Let $a,b,c $ are non-negative real numbers, and $a+b+c=3$. How to prove inequality $$ ab^2+bc^2+ca^2\le 4.\tag{*} $$
In other words, if $a,b,c$ are non-negative real numbers, then how to prove inequality $$ 27(ab^2+bc^2+ca^2)\le 4(a+b+c)^3.\tag {**} $$ $\color{gray}{\mbox{(Without using "universal" Lagrange multipliers method).}}$
Thanks!
I prove this stronger inequality, With loss of out,let $a=\min{(a,b,c)}$ \begin{align*}&4(a+b+c)^3-27(a^2b+b^2c+c^2a+abc)\\ &=9a(a^2+b^2+c^2-ab-bc-ac)+(4b+c-5a)(a+b-2c)^2\ge 0 \end{align*}
other nice methods:
with out loss of let $b=mid{(a,b,c)}$,then $(b-a)(b-c)\le 0$,so $$a^2b+b^2c+c^2a+abc\le b(a^2+c^2+ac)+abc=b(a+c)^2=2b(a+c)(a+c)/2\le\dfrac{4}{27}(a+b+c)^3$$
Let $\{a,b,c\}=\{x,y,z\}$, where $x\geq y\geq z$.
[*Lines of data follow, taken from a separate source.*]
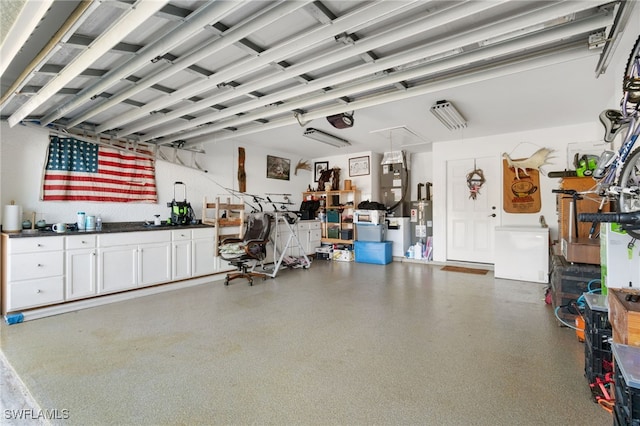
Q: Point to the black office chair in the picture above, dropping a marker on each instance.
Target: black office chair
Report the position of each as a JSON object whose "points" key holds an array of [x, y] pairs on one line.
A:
{"points": [[246, 252]]}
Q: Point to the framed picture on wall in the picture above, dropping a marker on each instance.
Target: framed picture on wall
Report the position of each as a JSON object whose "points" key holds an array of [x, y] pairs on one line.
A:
{"points": [[359, 166], [318, 168], [278, 167]]}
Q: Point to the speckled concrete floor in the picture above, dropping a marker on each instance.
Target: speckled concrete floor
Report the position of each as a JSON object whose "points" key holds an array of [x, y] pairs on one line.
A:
{"points": [[340, 343]]}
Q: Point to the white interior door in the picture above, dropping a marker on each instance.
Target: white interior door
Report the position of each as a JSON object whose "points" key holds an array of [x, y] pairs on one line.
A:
{"points": [[471, 223]]}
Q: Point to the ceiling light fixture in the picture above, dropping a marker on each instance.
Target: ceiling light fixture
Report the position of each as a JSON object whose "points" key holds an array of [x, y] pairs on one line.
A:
{"points": [[448, 115], [325, 138]]}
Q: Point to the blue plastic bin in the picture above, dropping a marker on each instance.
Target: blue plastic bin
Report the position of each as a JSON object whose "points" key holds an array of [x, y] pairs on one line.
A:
{"points": [[373, 252]]}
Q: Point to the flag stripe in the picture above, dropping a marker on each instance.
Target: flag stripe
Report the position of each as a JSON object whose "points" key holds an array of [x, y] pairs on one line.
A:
{"points": [[81, 171]]}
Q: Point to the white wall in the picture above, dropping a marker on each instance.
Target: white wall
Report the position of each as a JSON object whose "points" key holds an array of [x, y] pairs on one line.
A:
{"points": [[518, 145], [22, 157]]}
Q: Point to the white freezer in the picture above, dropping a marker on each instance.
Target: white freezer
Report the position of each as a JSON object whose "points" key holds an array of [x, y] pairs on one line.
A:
{"points": [[522, 253]]}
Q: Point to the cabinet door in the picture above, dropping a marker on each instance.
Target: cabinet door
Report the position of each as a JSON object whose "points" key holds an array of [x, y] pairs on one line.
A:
{"points": [[204, 260], [155, 263], [81, 274], [117, 268], [181, 264]]}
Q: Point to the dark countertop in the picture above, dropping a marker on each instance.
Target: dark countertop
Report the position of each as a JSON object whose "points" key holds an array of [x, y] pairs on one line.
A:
{"points": [[107, 228]]}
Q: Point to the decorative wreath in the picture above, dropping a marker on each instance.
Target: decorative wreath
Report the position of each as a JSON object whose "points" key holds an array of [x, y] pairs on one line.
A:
{"points": [[475, 180]]}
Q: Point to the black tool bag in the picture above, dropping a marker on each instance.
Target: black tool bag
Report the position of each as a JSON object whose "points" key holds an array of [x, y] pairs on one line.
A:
{"points": [[371, 205]]}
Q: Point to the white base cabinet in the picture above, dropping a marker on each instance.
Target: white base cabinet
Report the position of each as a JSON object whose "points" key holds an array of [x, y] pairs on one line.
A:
{"points": [[32, 272], [42, 271], [117, 268], [81, 262], [204, 260]]}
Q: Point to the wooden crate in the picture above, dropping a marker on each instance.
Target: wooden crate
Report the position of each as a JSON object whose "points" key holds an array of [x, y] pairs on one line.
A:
{"points": [[588, 204], [624, 317]]}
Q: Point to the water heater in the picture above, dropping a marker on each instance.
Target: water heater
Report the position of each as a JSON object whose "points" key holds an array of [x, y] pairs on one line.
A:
{"points": [[422, 216], [394, 181]]}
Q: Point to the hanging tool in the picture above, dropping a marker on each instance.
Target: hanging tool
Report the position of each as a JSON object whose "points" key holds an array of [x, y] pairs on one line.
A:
{"points": [[181, 211]]}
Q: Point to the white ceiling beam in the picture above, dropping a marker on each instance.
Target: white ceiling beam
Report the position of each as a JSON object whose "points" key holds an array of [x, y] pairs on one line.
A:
{"points": [[77, 17], [369, 12], [440, 67], [137, 13], [435, 49], [345, 52], [24, 24], [450, 64], [193, 24], [238, 32], [423, 89]]}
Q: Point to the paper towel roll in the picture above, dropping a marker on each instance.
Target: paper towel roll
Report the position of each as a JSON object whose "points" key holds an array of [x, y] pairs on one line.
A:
{"points": [[12, 218]]}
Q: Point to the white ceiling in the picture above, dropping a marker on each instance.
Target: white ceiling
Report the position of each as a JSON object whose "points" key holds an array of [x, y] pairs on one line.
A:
{"points": [[259, 72]]}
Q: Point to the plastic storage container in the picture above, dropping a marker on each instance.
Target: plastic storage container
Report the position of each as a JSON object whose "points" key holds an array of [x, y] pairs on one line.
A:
{"points": [[333, 232], [366, 232], [373, 252]]}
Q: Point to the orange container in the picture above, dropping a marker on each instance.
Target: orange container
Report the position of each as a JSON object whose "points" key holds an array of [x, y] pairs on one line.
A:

Hence, by Rearrangement and AM-GM we obtain: $$ab^2+bc^2+ca^2=ab\cdot b+bc\cdot c+ca\cdot a\leq xy\cdot x+xz\cdot y+yz\cdot z=y(x^2+xz+z^2)\leq$$ $$\leq y(x+z)^2=4y\left(\frac{x+z}{2}\right)^2\leq4\left(\frac{y+\frac{x+z}{2}+\frac{x+z}{2}}{3}\right)^3=4.$$ Done!
Let $a=3x, b=3y, c=3z$ and $f(x,y,z)=x^2y+y^2 z +z^2 x$
Without loss of generality let's assume that $x= \max { (x,y,z)}$
Then $f(x+\frac{z}{2}, y+\frac{z}{2}, 0) - f(x,y,z)=yz(x-y)+\frac{xz}{2}(x-z) + \frac{z^3}{8} + \frac{z^2y}{4} \ge 0$
And $f(x,y,0)= x^2y = 4 \frac{x}{2} \frac{x}{2} y \le 4\left( \frac{x+y}{3} \right)^3=\frac{4}{27}$
From AM-GM inequality.
for 2nd one:
let $a=min[a,b,c],b=a+u,c=a+v$
RHS-LHS$=(v-2u)^2(4v+u)+9av^2+18auv+27a^2v+9au^2+27a^2u+27a^3\ge0$
the "="will hold when $a=0,v=2u\implies c=2b$.
$$ \frac{a^3+b^3+b^3}3 \ge ab^2\implies 3ab^2\le a^3+2b^3 $$
$$3\sum ab^2\le 4(a^3+b^3+c^3)$$
– lab bhattacharjee Nov 14 '13 at 13:53